3. Powerphone, Inc. P.O. Box 1911 1317 Boston Post Road Madison, CT 06443 - 0900 Phone: (800) 537-6937 Phone: (203) 245-8911 Fax: (203) 245-3022

This commercially available training and card set is derived from the early (1979) DOT-NHTSA public domain card set. Powerphone offers EMD training and/or protocol guides.

4. National Communications Institute (NCI) 1084 Country Court, NW Suite 200 Lawrenceville, GA 30244 - 3110 Phone: (404) 381 - 6732 FAX: (404) 926 - 1252

This set of cards is based on an early NHTSA public-domain card set and meets the current US. DOT NHTSA Standard 11 and ASTM standard 1552-94. Local agencies are provided copies of the card set (on disk) and are permitted to modify their cards based on local needs and medical direction.

B. PUBLIC DOMAIN SOURCES

Public domain sources for EMDPRSs are available from several public sources. You might think of these as analogous to computer programs known as "shareware." They are usually available at low (or no) cost and typically have no warranty or implied "litigation protection." Sources include:

1. State card sets

Sources include:

a. Colorado EMS Division Larry McNatt 4300 Cherry Creek Drive South Denver, CO 80222-1530 Phone: (303) 692 - 2985 Fax: (303) 782 - 0904

b. others may be available; You may want to check with other states' EMS officials to see who else has developed their own card sets

C. OTHER EMDPRS SOURCES

There may be other sources for EMDPRS selection. One source is King County, Washington. Their Criteria Based Dispatch program, which includes an EMDPRS and training materials, was developed specifically for King County. King County encourages the use of Criteria Based Dispatch by publicly funded agencies, however their materials are copyrighted and a licensing agreement is required between your agency and King County. For more information, contact them at the address and phone listed below.

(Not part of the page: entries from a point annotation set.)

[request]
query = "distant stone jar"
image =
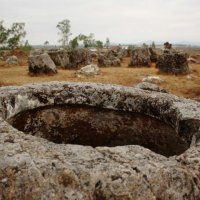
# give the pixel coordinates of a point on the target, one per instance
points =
(12, 60)
(140, 57)
(41, 64)
(173, 62)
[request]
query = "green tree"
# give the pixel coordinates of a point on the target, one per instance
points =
(26, 47)
(107, 43)
(74, 42)
(153, 45)
(3, 34)
(64, 31)
(99, 44)
(144, 45)
(46, 44)
(16, 35)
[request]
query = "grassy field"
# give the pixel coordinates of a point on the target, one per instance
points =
(180, 85)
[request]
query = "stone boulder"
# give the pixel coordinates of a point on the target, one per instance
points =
(109, 58)
(192, 60)
(89, 70)
(39, 168)
(150, 87)
(152, 79)
(60, 57)
(173, 62)
(12, 60)
(140, 57)
(79, 58)
(41, 64)
(36, 52)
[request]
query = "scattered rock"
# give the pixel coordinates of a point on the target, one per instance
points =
(12, 60)
(89, 70)
(173, 62)
(152, 79)
(36, 52)
(79, 58)
(60, 57)
(110, 58)
(41, 64)
(150, 87)
(140, 57)
(167, 46)
(192, 60)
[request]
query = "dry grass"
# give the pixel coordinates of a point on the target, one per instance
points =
(179, 85)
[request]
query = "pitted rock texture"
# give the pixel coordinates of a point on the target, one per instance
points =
(89, 126)
(35, 168)
(110, 58)
(59, 57)
(89, 70)
(41, 64)
(140, 57)
(173, 62)
(67, 59)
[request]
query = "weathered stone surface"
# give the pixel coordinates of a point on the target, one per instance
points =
(35, 168)
(110, 58)
(152, 79)
(60, 57)
(41, 64)
(79, 58)
(89, 70)
(140, 57)
(12, 60)
(150, 87)
(192, 60)
(173, 62)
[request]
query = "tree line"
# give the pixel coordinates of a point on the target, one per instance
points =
(13, 37)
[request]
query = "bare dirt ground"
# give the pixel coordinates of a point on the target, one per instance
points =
(181, 85)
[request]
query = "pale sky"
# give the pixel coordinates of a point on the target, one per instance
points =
(123, 21)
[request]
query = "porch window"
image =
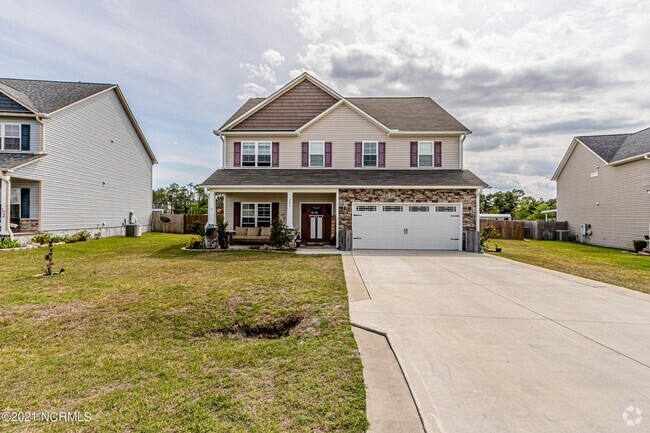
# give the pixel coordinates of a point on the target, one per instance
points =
(10, 136)
(316, 153)
(256, 214)
(256, 154)
(15, 203)
(425, 154)
(370, 153)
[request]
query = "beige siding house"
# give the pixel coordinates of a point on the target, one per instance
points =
(383, 172)
(72, 157)
(603, 183)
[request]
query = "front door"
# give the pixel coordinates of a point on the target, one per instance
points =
(316, 223)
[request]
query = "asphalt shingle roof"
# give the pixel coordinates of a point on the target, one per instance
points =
(344, 178)
(617, 147)
(9, 160)
(401, 113)
(48, 96)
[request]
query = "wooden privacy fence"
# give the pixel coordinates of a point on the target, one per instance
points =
(538, 230)
(178, 222)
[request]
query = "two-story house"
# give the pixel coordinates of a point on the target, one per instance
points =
(72, 157)
(380, 173)
(603, 188)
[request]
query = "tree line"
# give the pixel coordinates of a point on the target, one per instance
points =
(182, 199)
(516, 203)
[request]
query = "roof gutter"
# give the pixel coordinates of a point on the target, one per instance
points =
(630, 159)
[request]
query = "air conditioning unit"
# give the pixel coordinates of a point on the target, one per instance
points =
(132, 231)
(562, 235)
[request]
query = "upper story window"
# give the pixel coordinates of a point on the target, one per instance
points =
(370, 153)
(317, 154)
(429, 154)
(10, 137)
(256, 154)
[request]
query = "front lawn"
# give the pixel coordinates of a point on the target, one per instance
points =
(597, 263)
(146, 337)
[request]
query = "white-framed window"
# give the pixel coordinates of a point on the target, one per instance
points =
(317, 154)
(256, 154)
(255, 214)
(10, 136)
(425, 154)
(370, 153)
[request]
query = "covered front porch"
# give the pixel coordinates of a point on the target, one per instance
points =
(19, 205)
(312, 213)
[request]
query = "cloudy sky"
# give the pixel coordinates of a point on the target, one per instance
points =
(524, 76)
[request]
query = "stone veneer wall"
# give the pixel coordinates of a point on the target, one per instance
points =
(465, 196)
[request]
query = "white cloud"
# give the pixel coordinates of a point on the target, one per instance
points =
(525, 77)
(272, 57)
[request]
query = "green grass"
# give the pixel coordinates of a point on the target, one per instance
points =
(136, 332)
(597, 263)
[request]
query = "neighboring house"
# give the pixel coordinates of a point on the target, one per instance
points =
(72, 157)
(604, 181)
(383, 172)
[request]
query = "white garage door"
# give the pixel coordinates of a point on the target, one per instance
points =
(407, 226)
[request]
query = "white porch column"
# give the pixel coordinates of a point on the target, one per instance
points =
(5, 204)
(336, 215)
(212, 207)
(290, 209)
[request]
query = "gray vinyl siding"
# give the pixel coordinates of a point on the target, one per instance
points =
(343, 127)
(34, 130)
(34, 199)
(96, 169)
(623, 210)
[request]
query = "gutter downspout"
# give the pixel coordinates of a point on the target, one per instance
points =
(462, 140)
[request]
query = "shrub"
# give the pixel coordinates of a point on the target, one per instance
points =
(640, 245)
(194, 228)
(81, 236)
(280, 234)
(6, 243)
(41, 239)
(222, 232)
(486, 233)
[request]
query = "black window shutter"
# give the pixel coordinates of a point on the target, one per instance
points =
(237, 154)
(24, 139)
(275, 210)
(24, 202)
(236, 214)
(275, 157)
(414, 153)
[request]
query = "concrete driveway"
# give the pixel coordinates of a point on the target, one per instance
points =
(491, 345)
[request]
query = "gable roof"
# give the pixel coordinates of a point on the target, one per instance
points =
(396, 114)
(48, 96)
(612, 149)
(43, 97)
(409, 113)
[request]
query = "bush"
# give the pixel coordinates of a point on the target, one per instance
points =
(486, 233)
(640, 245)
(222, 232)
(81, 236)
(194, 228)
(6, 243)
(280, 234)
(41, 239)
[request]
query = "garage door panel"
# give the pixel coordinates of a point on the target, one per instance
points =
(433, 226)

King County Contact: Linda Culley King County EMS Division 900 Fourth Avenue, Suite 850 Seattle, WA 98164 Phone: (206) 296 - 4693 Fax: (206) 296 - 4866

Other sources may be available. EMS personnel in other metropolitan areas may be good sources to call and ask if they know of any other public domain sources for EMDPRSs.

D. MISCELLANEOUS

Should you decide to include an OJT component to your EMD training program, you might find it difficult to locate EMD-specific OJT materials. One source of materials that are available for your review can be obtained from the State of Oregon. The OJT component of their EMD program is available in an easy to read, comprehensive format. Other sources may be available. EMS personnel in other metropolitan areas may be good sources to call and ask if they know of any other sources of OJT specific materials.

Oregon Contact: Eriks Gabliks Board on Public Safety State of Oregon Standards and Training 550 North Monmouth Avenue Monmouth, OR 97361 Phone: (503) 378 - 2100, ext. 255

E. LOCALLY DEVELOPED EMDPRSs

With the appropriate resources and personnel, an agency could conceivably develop its own card set. However, this is not advised, for several reasons:

1. The developing agency may have the required medical expertise to develop a protocol, but may lack the experience and historical perspective to develop a protocol that will be initially useful;

2. The development of local protocols may place an economic burden on the agency due to the costs of hiring consultants and document design specialists, among others, who will participate in the development process;

3. The protocol may not be in agreement with other protocols developed by other agencies within the local geographic region;

4. All medical events may not be anticipated or accounted for during the development process;

5. The time required to develop, modify and test protocols may require too many personnel to be away from their main job functions, thereby placing an unfair strain on the personnel who will take over their roles in their absence and

6. Local medical directors may be reluctant to approve locally developed emergency medical protocols.

Agencies may find it faster and far less inexpensive to purchase a commercially available or public domain card set. Using these will most likely address the concerns addressed in Section E, Locally Developed EMDPRSs, of this appendix.